Tom avanzó con el mayor silencio posible sobre el suelo de parquet, cruzó el umbral del cuarto de baño, se detuvo y escuchó.
Zz-zzz–zz-zzz–zz-zzz.
Las laboriosas bestezuelas volvían a hacer de las suyas, aunque Tom aún podía oler el Rentokill que había inyectado en sus agujeros de salida aquella misma tarde. Los bichos seguían serrando, como si los esfuerzos de Tom no hubieran servido para nada. Echó un vistazo a la toalla de manos color rosa que estaba doblada debajo de uno de los anaqueles de madera y vio que ya se había formado un minúsculo montoncito de serrín fino.
–¡Cerrad el pico! –exclamó Tom, golpeando el armario con un puño.
Cerraron el pico. Silencio. Tom se imaginó a los bichitos que empuñaban sierras haciendo una pausa, mirándose unos a otros con aprensión, pero, al mismo tiempo, moviendo la cabeza como si dijeran: «Ya ha ocurrido antes. Es el “amo” otra vez, pero se irá dentro de un minuto.» También a Tom le había ocurrido otras veces: si entraba en el cuarto de baño con pasos normales, sin pensar siquiera en la carcoma, a veces detectaba su zumbido diligente antes de que los bichitos le detectasen a él.
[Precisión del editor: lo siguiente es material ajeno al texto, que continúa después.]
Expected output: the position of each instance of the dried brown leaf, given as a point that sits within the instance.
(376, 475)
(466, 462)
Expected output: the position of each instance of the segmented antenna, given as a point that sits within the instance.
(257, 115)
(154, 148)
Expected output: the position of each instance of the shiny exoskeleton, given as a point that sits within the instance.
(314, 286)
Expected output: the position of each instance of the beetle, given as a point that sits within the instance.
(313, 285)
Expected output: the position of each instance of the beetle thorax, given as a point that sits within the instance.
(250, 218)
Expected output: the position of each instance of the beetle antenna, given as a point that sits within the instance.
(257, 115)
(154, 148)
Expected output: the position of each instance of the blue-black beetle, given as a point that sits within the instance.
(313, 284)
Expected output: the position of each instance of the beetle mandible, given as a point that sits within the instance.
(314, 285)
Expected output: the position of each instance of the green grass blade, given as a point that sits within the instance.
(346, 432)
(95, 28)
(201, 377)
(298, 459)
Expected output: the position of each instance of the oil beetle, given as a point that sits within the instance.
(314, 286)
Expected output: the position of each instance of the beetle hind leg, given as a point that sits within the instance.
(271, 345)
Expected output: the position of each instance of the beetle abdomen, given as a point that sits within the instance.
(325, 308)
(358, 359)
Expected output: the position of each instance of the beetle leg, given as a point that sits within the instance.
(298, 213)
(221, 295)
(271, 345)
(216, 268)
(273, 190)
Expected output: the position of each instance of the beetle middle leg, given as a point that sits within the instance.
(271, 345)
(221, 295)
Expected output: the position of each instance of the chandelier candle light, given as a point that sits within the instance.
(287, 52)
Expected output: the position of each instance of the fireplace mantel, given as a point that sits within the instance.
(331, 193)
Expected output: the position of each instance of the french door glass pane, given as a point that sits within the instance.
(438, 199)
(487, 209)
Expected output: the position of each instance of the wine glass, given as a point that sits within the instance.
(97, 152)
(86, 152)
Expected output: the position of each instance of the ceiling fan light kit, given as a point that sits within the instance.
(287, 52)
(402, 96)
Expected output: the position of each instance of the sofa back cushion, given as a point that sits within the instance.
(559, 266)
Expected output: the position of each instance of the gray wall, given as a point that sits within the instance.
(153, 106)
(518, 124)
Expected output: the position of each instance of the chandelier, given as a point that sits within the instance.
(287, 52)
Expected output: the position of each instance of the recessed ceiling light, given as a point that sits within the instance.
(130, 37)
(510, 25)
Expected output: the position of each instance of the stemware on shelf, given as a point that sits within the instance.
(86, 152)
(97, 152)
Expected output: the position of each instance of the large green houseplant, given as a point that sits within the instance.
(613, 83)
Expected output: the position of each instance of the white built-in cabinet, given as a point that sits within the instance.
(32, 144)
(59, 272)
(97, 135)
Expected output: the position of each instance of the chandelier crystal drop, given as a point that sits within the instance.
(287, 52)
Sin embargo, si daba un paso más o abría un grifo, permanecían callados durante unos minutos.
Heloise decía que Tom se tomaba el asunto demasiado en serio.
–Pasarán años antes de que hagan caer el armario.
Pero a Tom le molestaba el hecho de que le hubiese derrotado la carcoma, que ésta le obligara a soplar para quitar el serrín de sus pijamas limpios cuando los sacaba del armario, que la compra y aplicación de un producto francés denominado Xylophene (nombre de fantasía para el queroseno) y el haber consultado dos enciclopedias que tenía en casa hubieran resultado inútiles. Camponotus roe galerías en la madera y construye su nido. Véase Campodea. Sin alas, ciego, pero serpentino, huye de la luz, vive debajo de las rocas. Tom no podía imaginarse que aquellos bichejos fuesen serpentinos y, además, no vivían debajo de las rocas. El día anterior había ido especialmente a Fontainebleau a comprar Rentokill. Sí, el día anterior había iniciado su blitzkrieg y hoy había iniciado el segundo ataque, pero seguía derrotado. Claro que resultaba difícil disparar el Rentokill hacia arriba, lo cual era necesario porque los agujeros se hallaban en la parte inferior de los anaqueles.
El zz-zz-zz volvió a oírse en el preciso instante en que los sones de El lago de los cisnes emitidos por el tocadiscos en el piso de abajo cambiaban de compás e iniciaban un elegante vals como si, al igual que los insectos, se burlasen de él.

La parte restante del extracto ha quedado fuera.